"It is in our nature to transcend our limitations, but too often we get distracted by everyday life. If life is always smooth, we're never challenged." "Suffering is probably necessary to make us grow."
William Breitbart, MSK, Chief of Psychiatry
There is a good article in Psychology Today, August 2009, entitled "The New Survivors."
Read it.
3 comments:
Wow, that WAS a good article.
It kind of reminded me of my uncle. I don't know if I've told you, but he has terminal thyroid cancer. Apparently it's very rare, and 97% of the time it's genetic. He fell into the other 3%. There is no cure that they know of, and the mortality rate is 100%. When he first was diagnosed, he was told by multiple doctors that the expected mortality rate was 3 years, and that the longest recorded lifespan with this cancer was 5 years.
That was 7 years ago, and he is still living, still traveling, still fighting. He still has cancer; he's not (and probably never will be) in remission. But reading those stories about people enduring horrific treatments in order to fight back made me think of him. He's been through a million experimental drugs, protocols, radiation regimes. And some of the side effects have been really bad. But still he keeps looking. And even if he died tomorrow, he'd still be a medical miracle, just for surviving as long as he has.

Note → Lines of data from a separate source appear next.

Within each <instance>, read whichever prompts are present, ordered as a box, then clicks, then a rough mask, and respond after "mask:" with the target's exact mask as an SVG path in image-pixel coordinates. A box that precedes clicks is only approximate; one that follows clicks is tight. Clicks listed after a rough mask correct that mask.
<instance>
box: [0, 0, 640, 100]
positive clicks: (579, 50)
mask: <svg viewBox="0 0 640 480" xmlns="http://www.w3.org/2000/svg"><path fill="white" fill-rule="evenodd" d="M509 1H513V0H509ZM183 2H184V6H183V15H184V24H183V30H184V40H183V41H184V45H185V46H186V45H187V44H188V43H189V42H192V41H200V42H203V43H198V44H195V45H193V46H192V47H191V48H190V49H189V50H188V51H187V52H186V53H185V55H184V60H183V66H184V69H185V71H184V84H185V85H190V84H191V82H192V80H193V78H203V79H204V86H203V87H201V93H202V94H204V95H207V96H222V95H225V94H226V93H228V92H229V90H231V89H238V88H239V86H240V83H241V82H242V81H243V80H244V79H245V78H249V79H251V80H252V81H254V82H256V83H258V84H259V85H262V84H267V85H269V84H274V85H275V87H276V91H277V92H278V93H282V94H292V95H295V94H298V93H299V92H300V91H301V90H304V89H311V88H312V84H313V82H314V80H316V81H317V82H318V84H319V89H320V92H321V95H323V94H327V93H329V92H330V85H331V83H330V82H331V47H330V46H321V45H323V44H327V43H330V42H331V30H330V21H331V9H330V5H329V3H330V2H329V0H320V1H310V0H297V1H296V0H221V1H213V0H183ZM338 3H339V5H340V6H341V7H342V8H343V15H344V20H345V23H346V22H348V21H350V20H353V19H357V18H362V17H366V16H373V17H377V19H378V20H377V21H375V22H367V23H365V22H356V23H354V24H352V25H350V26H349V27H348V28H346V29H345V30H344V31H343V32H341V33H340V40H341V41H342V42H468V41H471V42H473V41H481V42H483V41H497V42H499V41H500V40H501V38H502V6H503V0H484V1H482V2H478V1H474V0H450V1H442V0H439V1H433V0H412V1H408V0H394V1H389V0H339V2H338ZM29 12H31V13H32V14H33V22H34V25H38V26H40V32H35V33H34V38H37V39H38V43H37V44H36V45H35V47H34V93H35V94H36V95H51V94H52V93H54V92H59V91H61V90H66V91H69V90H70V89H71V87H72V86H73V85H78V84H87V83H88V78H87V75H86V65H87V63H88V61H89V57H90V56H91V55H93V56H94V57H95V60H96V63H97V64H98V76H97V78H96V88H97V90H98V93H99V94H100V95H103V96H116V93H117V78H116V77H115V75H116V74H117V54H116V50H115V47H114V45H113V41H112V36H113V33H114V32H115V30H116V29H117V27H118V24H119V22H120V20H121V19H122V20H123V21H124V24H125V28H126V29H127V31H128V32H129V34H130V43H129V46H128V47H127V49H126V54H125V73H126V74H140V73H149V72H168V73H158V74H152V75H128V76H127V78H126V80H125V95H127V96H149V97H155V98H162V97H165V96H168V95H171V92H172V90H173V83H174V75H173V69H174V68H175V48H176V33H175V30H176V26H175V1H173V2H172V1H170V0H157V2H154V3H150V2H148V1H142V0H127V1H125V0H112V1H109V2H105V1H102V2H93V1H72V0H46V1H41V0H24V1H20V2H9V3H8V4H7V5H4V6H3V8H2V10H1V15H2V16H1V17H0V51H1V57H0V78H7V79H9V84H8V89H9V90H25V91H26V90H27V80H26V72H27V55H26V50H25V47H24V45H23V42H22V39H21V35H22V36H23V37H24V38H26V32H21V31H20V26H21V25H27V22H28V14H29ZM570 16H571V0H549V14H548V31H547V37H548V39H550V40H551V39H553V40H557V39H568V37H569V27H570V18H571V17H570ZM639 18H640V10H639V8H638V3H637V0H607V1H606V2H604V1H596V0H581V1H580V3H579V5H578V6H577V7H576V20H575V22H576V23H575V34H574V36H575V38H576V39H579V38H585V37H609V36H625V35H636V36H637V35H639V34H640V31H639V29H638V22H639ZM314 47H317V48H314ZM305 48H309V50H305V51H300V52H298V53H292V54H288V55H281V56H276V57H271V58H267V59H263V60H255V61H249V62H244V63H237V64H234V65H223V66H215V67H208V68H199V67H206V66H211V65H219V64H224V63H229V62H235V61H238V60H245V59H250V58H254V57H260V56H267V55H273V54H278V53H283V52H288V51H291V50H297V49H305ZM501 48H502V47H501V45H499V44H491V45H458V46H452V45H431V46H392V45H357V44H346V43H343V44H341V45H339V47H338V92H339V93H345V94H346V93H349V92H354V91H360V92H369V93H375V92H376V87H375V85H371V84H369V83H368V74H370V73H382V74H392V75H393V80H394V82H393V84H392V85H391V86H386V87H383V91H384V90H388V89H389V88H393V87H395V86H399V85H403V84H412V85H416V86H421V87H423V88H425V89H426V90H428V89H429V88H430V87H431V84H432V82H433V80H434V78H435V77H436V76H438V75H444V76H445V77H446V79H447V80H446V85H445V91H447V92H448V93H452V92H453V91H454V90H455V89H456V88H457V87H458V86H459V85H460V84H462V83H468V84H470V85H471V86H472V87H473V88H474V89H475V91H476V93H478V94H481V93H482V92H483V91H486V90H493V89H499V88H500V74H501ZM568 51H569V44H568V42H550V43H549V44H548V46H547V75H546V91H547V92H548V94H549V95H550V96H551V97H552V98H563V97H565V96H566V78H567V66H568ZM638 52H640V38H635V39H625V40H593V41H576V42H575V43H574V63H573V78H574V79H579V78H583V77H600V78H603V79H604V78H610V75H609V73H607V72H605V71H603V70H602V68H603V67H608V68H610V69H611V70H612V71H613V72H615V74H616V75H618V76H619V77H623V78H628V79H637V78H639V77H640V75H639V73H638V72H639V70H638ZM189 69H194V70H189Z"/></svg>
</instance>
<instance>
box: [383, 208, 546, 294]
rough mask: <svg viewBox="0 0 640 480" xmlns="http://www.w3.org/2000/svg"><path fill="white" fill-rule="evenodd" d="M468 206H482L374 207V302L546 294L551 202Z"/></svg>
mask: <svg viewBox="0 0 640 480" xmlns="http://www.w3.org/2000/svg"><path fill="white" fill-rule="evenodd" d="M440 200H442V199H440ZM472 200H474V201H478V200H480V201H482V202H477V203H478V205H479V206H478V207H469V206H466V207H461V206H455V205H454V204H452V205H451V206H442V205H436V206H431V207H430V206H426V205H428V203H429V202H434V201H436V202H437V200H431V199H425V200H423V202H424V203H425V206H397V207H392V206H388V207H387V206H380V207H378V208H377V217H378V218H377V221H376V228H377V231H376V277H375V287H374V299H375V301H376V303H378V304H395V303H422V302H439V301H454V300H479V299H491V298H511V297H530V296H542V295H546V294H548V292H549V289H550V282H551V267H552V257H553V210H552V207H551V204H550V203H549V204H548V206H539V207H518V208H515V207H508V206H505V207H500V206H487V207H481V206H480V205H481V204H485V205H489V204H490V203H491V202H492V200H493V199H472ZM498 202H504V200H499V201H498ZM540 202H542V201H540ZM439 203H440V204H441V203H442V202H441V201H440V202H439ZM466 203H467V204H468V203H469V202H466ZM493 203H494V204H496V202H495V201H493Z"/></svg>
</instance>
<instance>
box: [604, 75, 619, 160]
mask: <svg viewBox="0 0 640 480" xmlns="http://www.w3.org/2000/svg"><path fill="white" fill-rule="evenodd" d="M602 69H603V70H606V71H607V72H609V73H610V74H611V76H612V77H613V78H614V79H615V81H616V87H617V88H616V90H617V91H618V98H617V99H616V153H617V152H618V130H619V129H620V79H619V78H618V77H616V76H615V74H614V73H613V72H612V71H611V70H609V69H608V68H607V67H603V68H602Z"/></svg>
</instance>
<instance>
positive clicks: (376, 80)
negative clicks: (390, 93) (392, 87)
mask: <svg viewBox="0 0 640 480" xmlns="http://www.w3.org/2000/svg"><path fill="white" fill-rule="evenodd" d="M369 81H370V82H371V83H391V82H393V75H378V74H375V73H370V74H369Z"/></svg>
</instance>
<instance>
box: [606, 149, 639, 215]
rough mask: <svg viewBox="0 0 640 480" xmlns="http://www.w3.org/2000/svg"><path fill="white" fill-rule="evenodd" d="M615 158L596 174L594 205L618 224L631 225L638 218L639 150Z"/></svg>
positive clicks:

It's amazing what people can accomplish by sheer force of will.
Thanks for that referral to that article. I'm going to read and re-read it for a long time. I'll have to because even moments after reading it, I can hardly remember what it was about but I know it has meaning. Is it just old age (I'm 54)or is my memory extraordinally unretentive? I'll print it and read it on paper, that's usually a good remembering thing for me. Once I've studied it, I'll tell you the parts that resonated with me. Just one thing, I don't think I'm the fighter kind, I'm more sort of how can I weather this shit and read a good book today? But it is also nice to know that more people survive cancer today than ever before and that doctors don't always know best.
I have printed, I have read and I'm a little better for it, I think. An amazing article and what I will remember is the definition of Hope, that it's not blind but in fact very clear-sighted and that hopeful people "Do the best they can." It's almost a relief to accept that whatever way we choose to deal with cancer, if we have hope of some sort, it doesn't matter How we do it.
PS: Where do they find the identifying words!!! At the alphabet lost-and-found?!